After upgrade to 6.4 or 7.x - Jobs failing with "Container is Running Beyond Physical Memory Limits."
After upgrading from 6.1 to a 6.4 or 7.x release, jobs that were previously running are now failing with the following error:
WARN [<timestamp>] [ConcurrentJobExecutor-0] (DefaultMrJobClient.java:185) - attempt_<id>: Container [pid=<pid>,containerID=container_<id>] is running beyond physical memory limits. Current usage: <value> GB of <value> GB physical memory used.
Configuring the typical memory parameters and increasing their values does not alleviate the problem:
Additionally, increasing the off-heap memory space by using the heap fraction parameter does not alleviate the issue until set to 0.5. Reducing the heap fraction by this significant of an amount requires the overall container memory be increased, since half of the container will be dedicated to off-heap.
In very busy clusters, the YARN resource manager is more strict about memory limits. This strict behavior combined with the high rate of direct memory buffers being allocated by the implementation of Parquet leads to containers being killed before JVM Garbage Collection can occur.
To mitigate this issue, the fraction of memory dedicated to off-heap operations should be slightly increased - and the amount of Direct Memory allocated within the JVM should be bound to 25% of the total container memory.
To do this, we need to add -XX:MaxDirectMemorySize to the current tez.task.launch.cmd-opts string. To determine what the current value is - download a Full Job Trace for a successful job and open the job-conf-cluster.xml. Note the value.

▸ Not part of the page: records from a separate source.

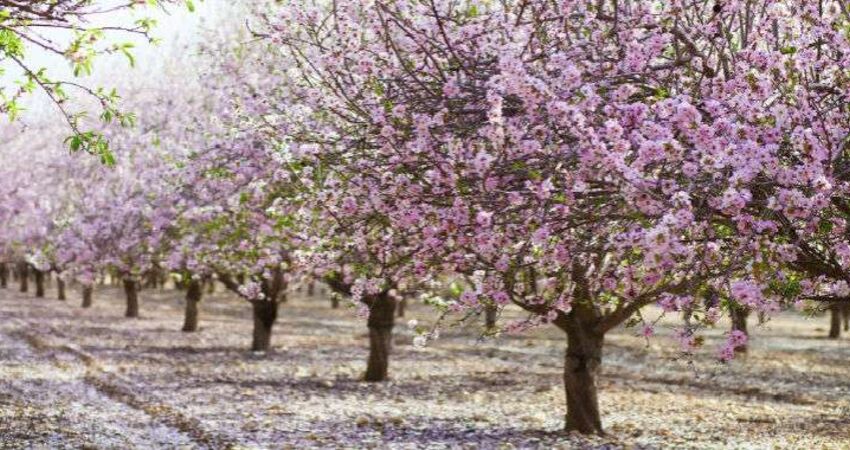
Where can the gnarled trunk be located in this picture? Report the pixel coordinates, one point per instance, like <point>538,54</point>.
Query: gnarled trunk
<point>87,294</point>
<point>265,314</point>
<point>380,323</point>
<point>39,283</point>
<point>835,321</point>
<point>581,367</point>
<point>739,322</point>
<point>131,291</point>
<point>193,297</point>
<point>24,276</point>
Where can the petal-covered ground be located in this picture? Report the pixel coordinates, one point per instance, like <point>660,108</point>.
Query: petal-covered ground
<point>75,378</point>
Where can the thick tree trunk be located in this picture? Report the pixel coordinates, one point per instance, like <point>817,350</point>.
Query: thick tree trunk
<point>87,294</point>
<point>265,314</point>
<point>39,283</point>
<point>24,276</point>
<point>193,297</point>
<point>131,291</point>
<point>402,305</point>
<point>835,321</point>
<point>581,366</point>
<point>490,316</point>
<point>381,322</point>
<point>739,322</point>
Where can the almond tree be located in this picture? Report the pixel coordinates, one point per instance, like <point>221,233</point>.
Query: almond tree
<point>581,159</point>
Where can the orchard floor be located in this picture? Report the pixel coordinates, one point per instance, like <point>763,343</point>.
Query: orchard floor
<point>75,378</point>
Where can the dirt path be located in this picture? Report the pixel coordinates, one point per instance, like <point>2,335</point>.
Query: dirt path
<point>91,377</point>
<point>48,399</point>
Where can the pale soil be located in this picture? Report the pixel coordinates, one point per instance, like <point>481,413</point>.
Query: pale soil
<point>74,378</point>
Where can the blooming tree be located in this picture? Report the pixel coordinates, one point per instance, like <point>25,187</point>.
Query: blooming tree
<point>579,159</point>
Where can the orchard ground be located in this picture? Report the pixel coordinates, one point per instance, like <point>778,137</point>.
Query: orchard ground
<point>76,378</point>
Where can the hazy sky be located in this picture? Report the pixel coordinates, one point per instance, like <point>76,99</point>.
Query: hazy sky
<point>179,30</point>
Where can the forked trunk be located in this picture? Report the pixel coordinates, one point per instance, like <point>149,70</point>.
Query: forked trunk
<point>581,367</point>
<point>193,297</point>
<point>24,276</point>
<point>131,291</point>
<point>87,294</point>
<point>739,322</point>
<point>835,321</point>
<point>381,322</point>
<point>39,283</point>
<point>265,314</point>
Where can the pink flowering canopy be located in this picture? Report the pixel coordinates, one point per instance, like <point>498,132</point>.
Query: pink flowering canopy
<point>619,154</point>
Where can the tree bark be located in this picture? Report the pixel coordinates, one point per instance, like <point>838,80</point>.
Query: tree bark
<point>87,294</point>
<point>380,323</point>
<point>490,313</point>
<point>402,305</point>
<point>739,322</point>
<point>131,291</point>
<point>193,297</point>
<point>581,366</point>
<point>835,321</point>
<point>265,314</point>
<point>39,283</point>
<point>23,275</point>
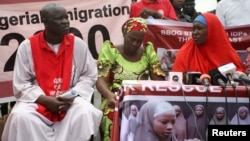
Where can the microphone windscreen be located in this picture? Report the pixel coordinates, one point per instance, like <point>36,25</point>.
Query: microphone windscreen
<point>204,76</point>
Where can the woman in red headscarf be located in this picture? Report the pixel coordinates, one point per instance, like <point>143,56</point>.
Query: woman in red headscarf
<point>128,61</point>
<point>208,48</point>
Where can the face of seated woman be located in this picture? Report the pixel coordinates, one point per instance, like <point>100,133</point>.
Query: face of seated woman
<point>199,33</point>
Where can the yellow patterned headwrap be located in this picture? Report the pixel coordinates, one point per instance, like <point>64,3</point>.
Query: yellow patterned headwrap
<point>134,24</point>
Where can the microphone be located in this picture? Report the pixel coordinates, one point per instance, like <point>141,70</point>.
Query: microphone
<point>217,78</point>
<point>205,79</point>
<point>192,78</point>
<point>242,77</point>
<point>228,71</point>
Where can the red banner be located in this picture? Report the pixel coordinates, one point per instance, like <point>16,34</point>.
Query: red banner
<point>187,97</point>
<point>168,36</point>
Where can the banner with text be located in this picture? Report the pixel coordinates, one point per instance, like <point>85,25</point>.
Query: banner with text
<point>168,36</point>
<point>197,106</point>
<point>95,21</point>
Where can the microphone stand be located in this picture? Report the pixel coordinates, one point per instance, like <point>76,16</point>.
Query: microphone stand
<point>226,103</point>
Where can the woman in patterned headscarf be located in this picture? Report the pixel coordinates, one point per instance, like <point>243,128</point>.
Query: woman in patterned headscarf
<point>208,48</point>
<point>129,61</point>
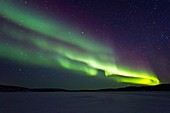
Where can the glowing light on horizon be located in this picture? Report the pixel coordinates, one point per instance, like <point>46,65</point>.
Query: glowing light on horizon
<point>50,43</point>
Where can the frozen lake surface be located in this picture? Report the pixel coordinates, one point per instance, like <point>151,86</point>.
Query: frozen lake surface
<point>85,102</point>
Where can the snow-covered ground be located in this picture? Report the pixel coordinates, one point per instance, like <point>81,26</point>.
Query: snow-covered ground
<point>85,102</point>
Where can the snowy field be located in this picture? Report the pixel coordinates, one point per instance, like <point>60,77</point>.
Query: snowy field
<point>85,102</point>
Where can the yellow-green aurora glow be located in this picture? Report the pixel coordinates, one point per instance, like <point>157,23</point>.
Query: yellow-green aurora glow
<point>48,42</point>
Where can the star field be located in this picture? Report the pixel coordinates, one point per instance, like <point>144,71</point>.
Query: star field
<point>84,44</point>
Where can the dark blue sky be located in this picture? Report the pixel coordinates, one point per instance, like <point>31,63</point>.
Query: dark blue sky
<point>137,30</point>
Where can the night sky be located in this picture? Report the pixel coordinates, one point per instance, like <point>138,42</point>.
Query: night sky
<point>84,44</point>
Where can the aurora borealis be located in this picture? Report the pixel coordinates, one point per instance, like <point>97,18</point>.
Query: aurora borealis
<point>31,37</point>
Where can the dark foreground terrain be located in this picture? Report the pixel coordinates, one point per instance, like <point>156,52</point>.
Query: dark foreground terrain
<point>85,102</point>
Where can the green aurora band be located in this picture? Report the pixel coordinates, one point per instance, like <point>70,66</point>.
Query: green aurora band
<point>50,43</point>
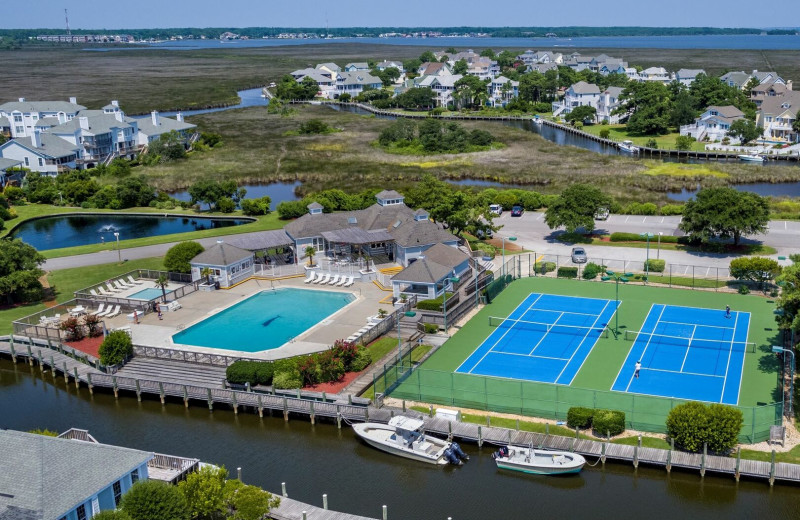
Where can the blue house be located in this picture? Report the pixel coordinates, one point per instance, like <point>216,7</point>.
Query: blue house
<point>51,478</point>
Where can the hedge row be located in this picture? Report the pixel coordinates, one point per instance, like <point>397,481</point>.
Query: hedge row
<point>601,421</point>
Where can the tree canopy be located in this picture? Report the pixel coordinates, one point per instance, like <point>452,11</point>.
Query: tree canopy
<point>724,213</point>
<point>576,208</point>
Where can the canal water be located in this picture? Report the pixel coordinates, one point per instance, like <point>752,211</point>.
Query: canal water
<point>78,230</point>
<point>313,460</point>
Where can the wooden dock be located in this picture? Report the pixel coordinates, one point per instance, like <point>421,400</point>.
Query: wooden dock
<point>353,409</point>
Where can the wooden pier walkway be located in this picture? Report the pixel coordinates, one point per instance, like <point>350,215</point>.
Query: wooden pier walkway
<point>353,409</point>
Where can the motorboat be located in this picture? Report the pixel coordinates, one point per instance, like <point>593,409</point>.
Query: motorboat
<point>539,462</point>
<point>405,437</point>
<point>629,147</point>
<point>752,157</point>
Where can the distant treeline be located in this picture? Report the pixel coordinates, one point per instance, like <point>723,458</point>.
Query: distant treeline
<point>498,32</point>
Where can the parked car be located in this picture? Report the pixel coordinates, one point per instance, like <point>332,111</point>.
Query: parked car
<point>579,255</point>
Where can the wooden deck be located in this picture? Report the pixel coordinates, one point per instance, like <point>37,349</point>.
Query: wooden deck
<point>353,409</point>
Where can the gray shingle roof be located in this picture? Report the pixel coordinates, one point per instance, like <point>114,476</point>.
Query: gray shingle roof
<point>222,255</point>
<point>42,106</point>
<point>47,476</point>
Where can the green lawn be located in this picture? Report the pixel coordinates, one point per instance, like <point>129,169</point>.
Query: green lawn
<point>619,133</point>
<point>435,381</point>
<point>28,211</point>
<point>66,281</point>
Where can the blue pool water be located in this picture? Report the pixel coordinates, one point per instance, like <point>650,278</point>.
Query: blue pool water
<point>147,294</point>
<point>264,321</point>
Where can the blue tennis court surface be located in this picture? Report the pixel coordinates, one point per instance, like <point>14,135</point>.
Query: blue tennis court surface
<point>546,338</point>
<point>688,353</point>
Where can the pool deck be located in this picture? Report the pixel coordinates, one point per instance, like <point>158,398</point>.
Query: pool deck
<point>152,332</point>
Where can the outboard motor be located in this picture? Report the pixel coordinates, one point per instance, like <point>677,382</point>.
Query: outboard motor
<point>451,457</point>
<point>458,451</point>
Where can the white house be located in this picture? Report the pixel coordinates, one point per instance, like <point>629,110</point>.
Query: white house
<point>713,124</point>
<point>20,117</point>
<point>229,265</point>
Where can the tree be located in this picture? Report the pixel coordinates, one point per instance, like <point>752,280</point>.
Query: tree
<point>576,207</point>
<point>755,269</point>
<point>154,500</point>
<point>115,348</point>
<point>310,252</point>
<point>724,213</point>
<point>178,257</point>
<point>20,272</point>
<point>162,282</point>
<point>745,130</point>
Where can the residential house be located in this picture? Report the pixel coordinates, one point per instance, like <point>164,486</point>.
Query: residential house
<point>687,76</point>
<point>19,118</point>
<point>52,478</point>
<point>608,102</point>
<point>713,124</point>
<point>777,114</point>
<point>502,90</point>
<point>579,94</point>
<point>43,153</point>
<point>432,273</point>
<point>229,265</point>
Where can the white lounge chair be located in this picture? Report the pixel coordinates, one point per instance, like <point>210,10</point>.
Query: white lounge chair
<point>113,313</point>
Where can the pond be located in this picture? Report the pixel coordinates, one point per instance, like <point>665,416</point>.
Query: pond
<point>78,230</point>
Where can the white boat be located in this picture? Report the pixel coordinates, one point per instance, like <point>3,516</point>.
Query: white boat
<point>753,157</point>
<point>628,146</point>
<point>539,462</point>
<point>405,437</point>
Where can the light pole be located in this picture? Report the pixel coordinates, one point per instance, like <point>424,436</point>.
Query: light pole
<point>119,253</point>
<point>447,281</point>
<point>647,262</point>
<point>512,239</point>
<point>778,350</point>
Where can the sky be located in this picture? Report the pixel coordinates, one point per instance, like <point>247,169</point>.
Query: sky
<point>95,14</point>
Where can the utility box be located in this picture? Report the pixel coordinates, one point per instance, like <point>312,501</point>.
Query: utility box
<point>450,415</point>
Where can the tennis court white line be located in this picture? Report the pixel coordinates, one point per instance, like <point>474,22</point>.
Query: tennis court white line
<point>619,373</point>
<point>730,352</point>
<point>584,339</point>
<point>646,346</point>
<point>504,334</point>
<point>681,372</point>
<point>688,348</point>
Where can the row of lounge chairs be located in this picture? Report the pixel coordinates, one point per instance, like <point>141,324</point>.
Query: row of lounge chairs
<point>117,286</point>
<point>328,279</point>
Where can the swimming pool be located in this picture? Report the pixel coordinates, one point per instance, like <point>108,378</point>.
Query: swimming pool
<point>265,320</point>
<point>147,294</point>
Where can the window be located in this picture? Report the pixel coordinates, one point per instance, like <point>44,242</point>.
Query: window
<point>117,488</point>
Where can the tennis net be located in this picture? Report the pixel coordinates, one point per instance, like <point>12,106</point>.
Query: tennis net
<point>684,341</point>
<point>548,328</point>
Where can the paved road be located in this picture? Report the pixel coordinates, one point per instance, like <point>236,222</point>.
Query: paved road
<point>532,234</point>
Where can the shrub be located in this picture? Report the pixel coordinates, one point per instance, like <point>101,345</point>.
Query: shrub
<point>579,417</point>
<point>655,266</point>
<point>116,348</point>
<point>608,421</point>
<point>567,272</point>
<point>178,257</point>
<point>287,380</point>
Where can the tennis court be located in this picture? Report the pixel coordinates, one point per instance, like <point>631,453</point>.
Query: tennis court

The default value is: -XX:+PrintGCDetails -verbose:gc -XX:+PrintGCTimeStamps -XX:+UseNUMA -XX:+UseParallelGC
As an example, if working with a 4GB container the following properties should be used:
tez.task.launch.cmd-opts=-XX:+PrintGCDetails -verbose:gc -XX:+PrintGCTimeStamps -XX:+UseNUMA -XX:+UseParallelGC -XX:MaxDirectMemorySize=1024m
Heap Fraction is a percentage of the overall container memory. By setting a heap fraction of 0.7 we are allocating 30% of the 4GB to off-heap operations. So by setting a Direct Memory size of 25% while allocating 30% to off-heap, it should not be possible to overrun the off-heap memory space.